Use case #1: copy erratum and module with its artifacts

and module dependencies

and artifacts’ latest dependencies

where the artifact dependencies are copied into a secondary repo

Flag to use: recursive, additional_repos={"repo B": "repo D"}

Result of copying module-FOO from repo A to repo C:

repo C
  |
  |----erratum-FOO
  |----module-FOO
  |----module-XXX
  |----foo-1.0.rpm
  |----xxx-1.0.rpm
  |----yyy-1.0.rpm

repo D
  |
  |----foo-0.7.rpm
  |----bar-0.7.rpm
  |----bar-1.0.rpm
  |----baz-1.0.rpm

Use case #2: copy erratum and module with its artifacts

and module dependencies

and artifacts’ missing dependencies

where the artifact dependencies are copied into a secondary repo

Flag to use: recursive_conservative, additional_repos={"repo B": "repo D"}

Result of copying module-FOO from repo A to repo C:

repo C
  |
  |----erratum-FOO
  |----module-FOO
  |----module-XXX
  |----foo-1.0.rpm
  |----xxx-1.0.rpm
  |----yyy-1.0.rpm

repo D
  |
  |----foo-0.7.rpm
  |----bar-0.7.rpm
  |----baz-1.0.rpm

Protected Repositories

Red Hat protects its repositories with SSL-based entitlement certificates. Pulp supports both ends of that operation:

Each Pulp repository can be configured with a client entitlement certificate and key that it will use to retrieve packages from a remote repository. This is only required when the remote repository is protected, such as when connecting to the Red Hat CDN.

Pulp can be supplied a CA certificate that it will use to verify the authenticity of client certificates when clients try to access Pulp-hosted repositories.
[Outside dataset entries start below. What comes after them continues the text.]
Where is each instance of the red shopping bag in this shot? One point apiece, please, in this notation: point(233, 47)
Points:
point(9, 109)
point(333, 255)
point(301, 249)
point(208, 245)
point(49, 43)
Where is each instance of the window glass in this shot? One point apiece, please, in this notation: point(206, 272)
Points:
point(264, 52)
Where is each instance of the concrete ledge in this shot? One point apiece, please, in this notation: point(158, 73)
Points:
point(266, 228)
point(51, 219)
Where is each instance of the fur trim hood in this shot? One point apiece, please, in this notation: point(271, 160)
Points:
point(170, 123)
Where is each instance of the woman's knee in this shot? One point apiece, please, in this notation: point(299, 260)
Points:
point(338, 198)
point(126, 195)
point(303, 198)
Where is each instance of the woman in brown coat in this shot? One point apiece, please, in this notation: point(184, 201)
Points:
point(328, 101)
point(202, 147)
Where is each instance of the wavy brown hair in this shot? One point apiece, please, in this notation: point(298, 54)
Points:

This is only required when you want to protect a Pulp-hosted repository. Repositories can have these protection settings specified individually, or they can be set globally for all RPM-related repositories.

For each Pulp-hosted repository that is protected, a consumer certificate can be supplied that will be distributed to consumers when they bind. That certificate will allow them to access the protected repository.
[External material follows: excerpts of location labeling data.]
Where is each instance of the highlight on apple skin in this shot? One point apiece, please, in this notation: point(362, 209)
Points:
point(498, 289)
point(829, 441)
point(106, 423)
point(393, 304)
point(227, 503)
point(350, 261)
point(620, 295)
Package Signatures and GPG Key ID Filtering

RPM repositories have limited support for acting on package GPG signatures, including requiring packages to have GPG signatures, and whitelisting signing key IDs to only sync packages with matching signing key IDs. The signing key ID filtering feature uses the 8-character “short” key ID, which does not uniquely identify a GPG signing key. This feature does not verify package signatures.

This signature filtering is granted within the current importer settings and current import of the content, without taking into consideration content already present in the repository.
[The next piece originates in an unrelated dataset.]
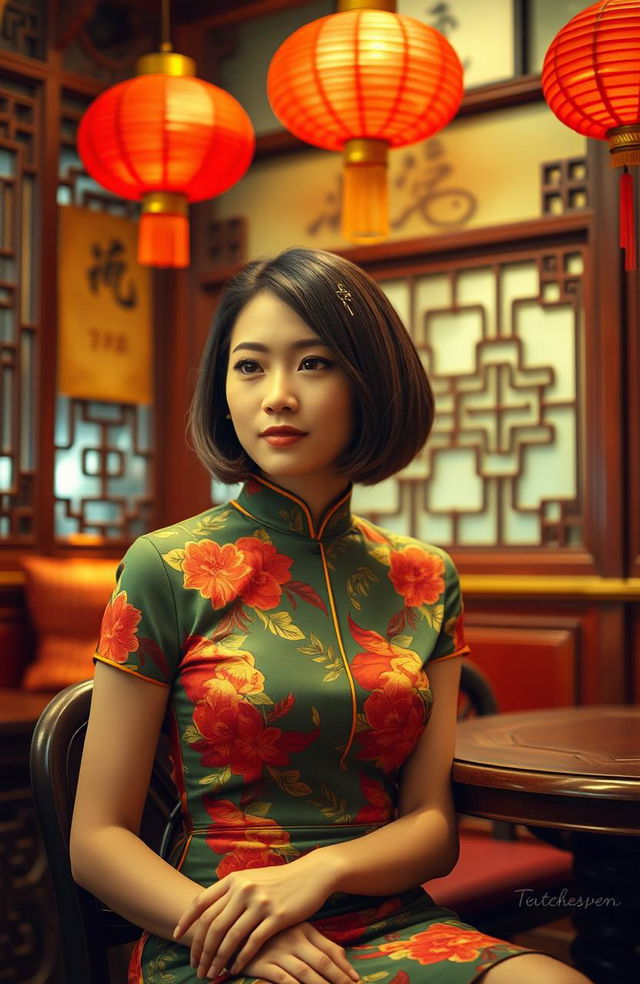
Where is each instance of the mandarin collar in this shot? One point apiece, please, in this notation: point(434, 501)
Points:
point(270, 504)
These features cannot be enable with on_demand or background download policies, since access to the package files is required to get the GPG signature information. Only the immediate download policy is compatible with signature filtering.

Export

In addition to publishing repositories as normal yum repositories over HTTP or HTTPS, it is also possible to export repositories to ISO images, which are published over HTTP or HTTPS, or to a directory on the Pulp server. Large repositories may be split into several ISOs.

Proxy Settings

When retrieving packages from a remote repository, Pulp can use a proxy and can supply basic authentication credentials to that proxy.

Bandwidth Throttling

When downloading packages from a remote source, Pulp can limit the speed at which data is transferred. The number of downloader threads can also be specified.

No Metalink Support

Pulp RPM does not support any version of Metalink when syncing. Therefore for repositories that publish Metalink data such as EPEL or Fedora RPM repositories, you cannot use the metalink url as your feed url.

Warning

Pulp is susceptible to a replay attack by either a malicious mirror or from a man-in-the-middle attack (MITM) when TLS is not used. When attacked, Pulp is presented older, legitimate packages. This forces Pulp to not receive package updates from either a malicious mirror or the non-TLS MITM. See this blog post for more details about how Metalink would mitigate this.